On the basis of the first culture medium, the second culture medium only replaces 50g/L of corn steep liquor dry powder with 50g/L of silk peptide powder, and the rest culture medium components are unchanged.
Preferably, in the above full-nutrition fed-batch fermentation control process for improving the yield of L-isoleucine, the two media in the step (3) are synergistic, and the low-concentration full-nutrition fed-batch, low-initial-nutrition coupled fermentation full-nutrition fed-batch, silk peptide powder and the like replace corn steep liquor full-nutrition fed-batch to improve the yield of L-isoleucine in three stages, specifically:
the high-concentration bottom material and low-concentration total nutrient feeding method comprises the following steps: preparing 3L of a first culture medium to 2.7L as an initial bottom material in a fermentation tank, adding 300ml of a supplementing liquid into the fermentation tank at the beginning of fermentation for 14h, wherein the preparation method of the 300ml of the supplementing liquid is that the components of the 3L of the first culture medium are fixed to 300ml (if the components are less than 300ml and can be supplemented with sterile water to 300 ml), and the supplementing liquid is fed for 30h, and the fermentation is finished for 35 h;
low initial nutrient coupled fermentation total nutrient feeding strategy: preparing 10-70% of 3L culture medium I to 2.7L as an initial base material in a fermentation tank, adding the initial base material into the fermentation tank at one time at the beginning of fermentation, and simultaneously adding 300ml of supplementing liquid (the preparation method of the supplementing liquid 300ml is that the volume of the culture medium I is 30-90% of 3L, the concentration is 300ml, if the concentration is less than 300ml, sterile water can be added to supplement 300 ml) in a flowing way when the fermentation is carried out for 0h, and adding the supplementing liquid in a flowing way in the whole process; meanwhile, the initial bottom material and the supplementary material are ensured to be 3L of culture medium I, for example, the initial bottom material is 10 percent of culture medium I with 3L of culture medium I, and the supplementary material is 90 percent of culture medium I with 3L of culture medium I; if the initial substrate is 70% of the No. 3L medium, the supplement is 30% of the No. 3L medium.
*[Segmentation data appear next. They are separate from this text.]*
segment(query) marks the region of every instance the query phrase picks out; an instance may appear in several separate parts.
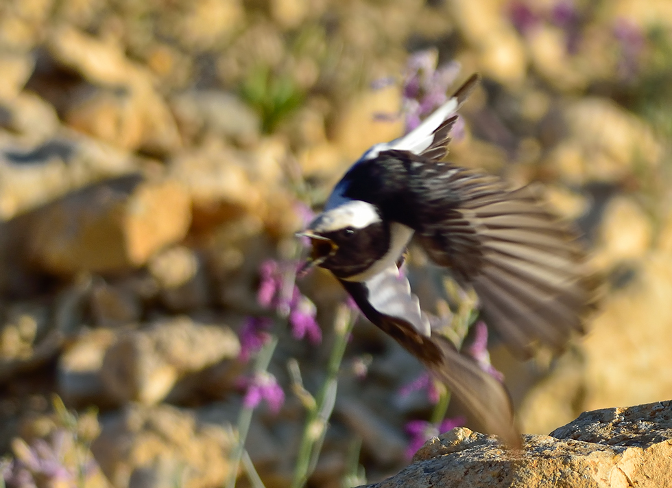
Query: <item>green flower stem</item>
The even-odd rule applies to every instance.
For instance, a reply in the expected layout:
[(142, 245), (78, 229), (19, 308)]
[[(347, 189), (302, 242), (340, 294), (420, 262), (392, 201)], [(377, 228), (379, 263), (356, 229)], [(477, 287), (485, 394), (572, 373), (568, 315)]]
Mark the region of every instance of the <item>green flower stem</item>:
[(451, 391), (447, 388), (442, 388), (441, 394), (439, 395), (439, 401), (434, 406), (432, 410), (432, 416), (429, 419), (432, 423), (439, 425), (446, 418), (446, 413), (448, 412), (448, 406), (451, 403)]
[[(263, 345), (256, 356), (254, 368), (255, 373), (263, 373), (268, 369), (268, 364), (271, 362), (271, 358), (273, 357), (273, 353), (275, 351), (276, 345), (278, 345), (278, 338), (272, 336), (270, 340)], [(254, 411), (254, 408), (249, 408), (243, 406), (238, 414), (238, 443), (231, 453), (231, 472), (229, 474), (228, 480), (226, 482), (226, 488), (235, 488), (236, 486), (236, 479), (238, 478), (238, 467), (240, 465), (241, 458), (245, 450), (245, 441), (248, 438), (248, 432), (250, 430), (250, 424), (252, 423)]]
[(248, 474), (248, 478), (250, 480), (250, 483), (252, 483), (252, 488), (266, 488), (263, 482), (261, 480), (261, 477), (259, 476), (259, 474), (256, 472), (254, 465), (252, 462), (252, 458), (250, 457), (250, 454), (246, 449), (243, 450), (242, 461), (243, 467), (245, 468), (245, 471)]
[(329, 417), (336, 402), (339, 369), (355, 320), (355, 314), (347, 306), (341, 305), (339, 307), (336, 312), (334, 325), (336, 334), (327, 364), (326, 379), (315, 397), (315, 408), (308, 411), (291, 488), (304, 486), (317, 465)]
The full-nutrition feeding method for replacing corn steep liquor by silk peptide powder in equal proportion comprises the following steps: the method comprises the steps of replacing 0% -100% of a first culture medium with a second culture medium in an equal proportion, wherein the essence is that only 0% -100% of corn steep liquor dry powder in the first culture medium is replaced with 0% -100% of silk peptide powder in an equal proportion (if 3L of the first culture medium is prepared originally, 2L of the first culture medium and 1L of the second culture medium are optimized or 1L of the first culture medium and 2L of the second culture medium are optimized), and the components of the rest culture mediums are unchanged; the fermentation tank is prepared to 30% of No. 3L culture medium, the volume of which is fixed, and the concentration is carried out until 2.7L is used as an initial bottom material, 300ml of No. 70% of No. 3L culture medium replenishing solution is added from 14h, and the replenishing solution is Cheng Liujia.
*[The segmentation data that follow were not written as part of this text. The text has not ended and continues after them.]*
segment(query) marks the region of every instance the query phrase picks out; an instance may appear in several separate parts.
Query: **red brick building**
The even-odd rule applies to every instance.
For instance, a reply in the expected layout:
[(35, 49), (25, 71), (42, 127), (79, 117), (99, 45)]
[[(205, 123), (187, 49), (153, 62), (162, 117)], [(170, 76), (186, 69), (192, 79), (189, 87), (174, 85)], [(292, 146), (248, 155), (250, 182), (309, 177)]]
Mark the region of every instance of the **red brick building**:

Preferably, in the full-nutrition fed-batch fermentation control process for improving the yield of the L-isoleucine, the corn steep liquor dry powder in the steps (1), (2) and (3) has complex components, high protein content, large ash content and easy foaming and bacteria contamination during fermentation; the silk peptide powder belongs to a clean nitrogen source, the biotin content is low, the nitrogen content is high, the corn steep liquor dry powder and the silk peptide powder are substances difficult to sterilize, the water electromagnetic oven needs to be added to be pre-boiled for 40-60min, and then the sterilization pot is used for sterilizing for 20-40min at 121 ℃.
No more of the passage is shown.